My eyes spring open and the sink hole spins. “I’m not asking you to replace a heart valve.”

“No. Just to cut your bloody neck open!”

The ringing in my ears reaches an instant blinding peak. “
This wouldn’t be happening if you’d gone home!

A sharp snap.

We all jump.

Kitty squeals.

A shard of glass separates from the now-cracked mirror and clatters into the sink. We stare at it and I press my hands over my ears. The light stings, everything razor-edged and heightened, my pupils expanded with the flood of adrenaline. “I’m sorry. I’m sorry. I just … I just need you to cut it out. Now. Okay? So we can leave.”

Aiden stands rigid with shock, mainly because Kitty still grips his forearm; she grabbed him, without thinking, in her fright.

Teary, she releases him and gives me a small tremulous nod.

“Thank you. I have no idea what their response time is like. They could land a helicopter in the parking lot and we’re screwed.”

“I don’t understand how it works.”

“It’s not magic. They can’t find me without the tracker, not without a Warden. And they can’t just whip up a Warden because there’s a whole procedure they need to do to boost their signals. If we destroy the tracker, they’re blind. Miriam and Jamie are the only people who know what we’re up to and even then they’re guessing. Miriam won’t tell them anything unless they perform a Harvest, but I think we have to assume Jamie will have told them about Aiden and that means they’ll search this area. So, let’s not be here when they come.”

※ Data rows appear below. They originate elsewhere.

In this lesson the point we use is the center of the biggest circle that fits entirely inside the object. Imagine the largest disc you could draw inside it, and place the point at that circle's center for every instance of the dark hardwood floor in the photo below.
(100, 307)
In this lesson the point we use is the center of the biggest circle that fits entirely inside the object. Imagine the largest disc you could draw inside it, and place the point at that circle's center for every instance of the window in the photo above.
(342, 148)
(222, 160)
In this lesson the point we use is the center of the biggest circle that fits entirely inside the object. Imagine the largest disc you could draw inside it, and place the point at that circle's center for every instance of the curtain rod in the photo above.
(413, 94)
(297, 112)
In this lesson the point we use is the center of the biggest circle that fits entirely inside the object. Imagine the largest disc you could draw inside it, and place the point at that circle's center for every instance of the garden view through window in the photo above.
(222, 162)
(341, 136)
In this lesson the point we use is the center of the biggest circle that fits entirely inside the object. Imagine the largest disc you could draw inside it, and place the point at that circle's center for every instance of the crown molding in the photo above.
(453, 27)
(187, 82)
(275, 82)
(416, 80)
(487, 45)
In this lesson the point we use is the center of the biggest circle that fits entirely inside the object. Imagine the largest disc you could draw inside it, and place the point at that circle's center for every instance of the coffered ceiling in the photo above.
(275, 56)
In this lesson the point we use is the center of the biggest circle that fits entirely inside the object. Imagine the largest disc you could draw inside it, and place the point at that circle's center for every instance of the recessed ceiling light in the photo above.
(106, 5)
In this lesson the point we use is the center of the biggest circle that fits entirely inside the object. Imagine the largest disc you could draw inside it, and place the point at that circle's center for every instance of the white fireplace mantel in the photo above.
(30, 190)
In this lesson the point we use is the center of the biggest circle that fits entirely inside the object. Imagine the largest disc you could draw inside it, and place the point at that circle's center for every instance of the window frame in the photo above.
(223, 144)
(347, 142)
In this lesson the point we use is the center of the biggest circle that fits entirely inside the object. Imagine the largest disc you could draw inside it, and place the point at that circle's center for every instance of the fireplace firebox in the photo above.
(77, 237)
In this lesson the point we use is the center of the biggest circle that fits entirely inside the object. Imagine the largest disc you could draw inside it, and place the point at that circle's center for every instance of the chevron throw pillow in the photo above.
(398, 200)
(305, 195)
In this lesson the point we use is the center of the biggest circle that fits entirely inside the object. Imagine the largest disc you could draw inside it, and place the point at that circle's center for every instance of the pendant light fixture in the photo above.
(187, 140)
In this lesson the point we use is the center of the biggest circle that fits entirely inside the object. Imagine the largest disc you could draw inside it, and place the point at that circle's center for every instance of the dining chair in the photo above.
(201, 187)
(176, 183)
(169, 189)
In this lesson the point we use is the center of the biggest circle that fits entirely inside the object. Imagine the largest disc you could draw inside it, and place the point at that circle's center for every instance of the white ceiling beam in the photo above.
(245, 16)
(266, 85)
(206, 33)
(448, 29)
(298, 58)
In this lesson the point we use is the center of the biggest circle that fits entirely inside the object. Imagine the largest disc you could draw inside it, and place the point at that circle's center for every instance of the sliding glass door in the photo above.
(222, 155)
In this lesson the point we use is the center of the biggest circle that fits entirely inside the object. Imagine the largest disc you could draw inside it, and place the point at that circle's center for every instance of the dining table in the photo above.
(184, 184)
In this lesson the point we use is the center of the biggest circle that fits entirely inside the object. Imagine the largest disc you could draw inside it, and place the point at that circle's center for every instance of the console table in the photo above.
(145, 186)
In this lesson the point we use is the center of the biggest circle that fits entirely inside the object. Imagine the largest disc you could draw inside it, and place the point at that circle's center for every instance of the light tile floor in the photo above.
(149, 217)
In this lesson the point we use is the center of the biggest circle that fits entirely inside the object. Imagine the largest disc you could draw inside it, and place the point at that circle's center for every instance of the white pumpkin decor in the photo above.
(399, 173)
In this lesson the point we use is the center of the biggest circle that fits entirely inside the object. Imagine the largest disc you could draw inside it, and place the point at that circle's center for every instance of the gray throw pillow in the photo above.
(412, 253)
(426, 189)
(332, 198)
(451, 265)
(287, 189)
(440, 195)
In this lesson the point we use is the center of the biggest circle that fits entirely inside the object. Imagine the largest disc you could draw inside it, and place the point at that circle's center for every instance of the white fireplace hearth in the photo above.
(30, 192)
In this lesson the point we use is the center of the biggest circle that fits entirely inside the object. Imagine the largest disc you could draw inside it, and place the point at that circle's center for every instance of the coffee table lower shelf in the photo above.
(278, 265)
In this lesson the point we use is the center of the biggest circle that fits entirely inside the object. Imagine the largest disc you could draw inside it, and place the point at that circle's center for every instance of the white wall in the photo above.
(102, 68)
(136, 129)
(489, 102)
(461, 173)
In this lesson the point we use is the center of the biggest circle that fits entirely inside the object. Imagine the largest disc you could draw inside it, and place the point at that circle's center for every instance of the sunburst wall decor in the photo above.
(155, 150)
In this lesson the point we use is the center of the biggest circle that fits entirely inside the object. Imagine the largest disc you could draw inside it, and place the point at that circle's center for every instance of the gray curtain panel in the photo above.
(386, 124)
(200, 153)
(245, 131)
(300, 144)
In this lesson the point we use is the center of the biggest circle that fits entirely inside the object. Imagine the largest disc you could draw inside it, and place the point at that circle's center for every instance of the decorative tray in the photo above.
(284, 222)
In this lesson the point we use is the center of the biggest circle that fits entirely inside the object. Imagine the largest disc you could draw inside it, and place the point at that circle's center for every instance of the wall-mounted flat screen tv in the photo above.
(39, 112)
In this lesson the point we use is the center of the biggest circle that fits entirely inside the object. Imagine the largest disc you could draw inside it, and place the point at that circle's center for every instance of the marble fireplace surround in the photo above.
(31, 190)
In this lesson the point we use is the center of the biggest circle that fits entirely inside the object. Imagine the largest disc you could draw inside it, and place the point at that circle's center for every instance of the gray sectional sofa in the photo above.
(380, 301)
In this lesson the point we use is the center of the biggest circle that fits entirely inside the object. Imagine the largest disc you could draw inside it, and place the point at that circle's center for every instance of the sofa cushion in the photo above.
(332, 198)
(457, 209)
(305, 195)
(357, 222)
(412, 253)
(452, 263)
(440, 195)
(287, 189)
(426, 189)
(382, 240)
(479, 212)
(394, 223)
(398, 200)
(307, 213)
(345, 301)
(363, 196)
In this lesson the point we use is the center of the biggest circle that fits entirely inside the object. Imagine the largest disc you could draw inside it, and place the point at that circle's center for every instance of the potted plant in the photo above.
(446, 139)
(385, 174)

A tear slips down her cheek. “I’m so, so sorry.”

I lean again over the sink. “I know. Now, please.”

“Shouldn’t we sterilise the blade?”

“I have mutant DNA. Germs aren’t a problem.”

She moves close to me, bringing her trembling fingers either side of my neck. I shiver at her icy touch. She should be warm after her shower, but adrenaline and fear has made her cold. She shivers too but doesn’t hesitate, bringing the tip of the scalpel to my neck. I grip the edge of the basin as it pierces my skin.

Incredibly, Kitty remains silent. She cuts upwards, her hand now steady with purpose. The pain is nauseating, especially when the scalpel hits the implant. “Oh!” She scrabbles at the back of my neck. “It popped out! Ugh, there’s so much blood.”

“Here.” Aiden staggers forwards.

She grabs a wad of cotton pads and jams them on the wound. My eyes nearly roll up into the back of my head, but I cling to the basin.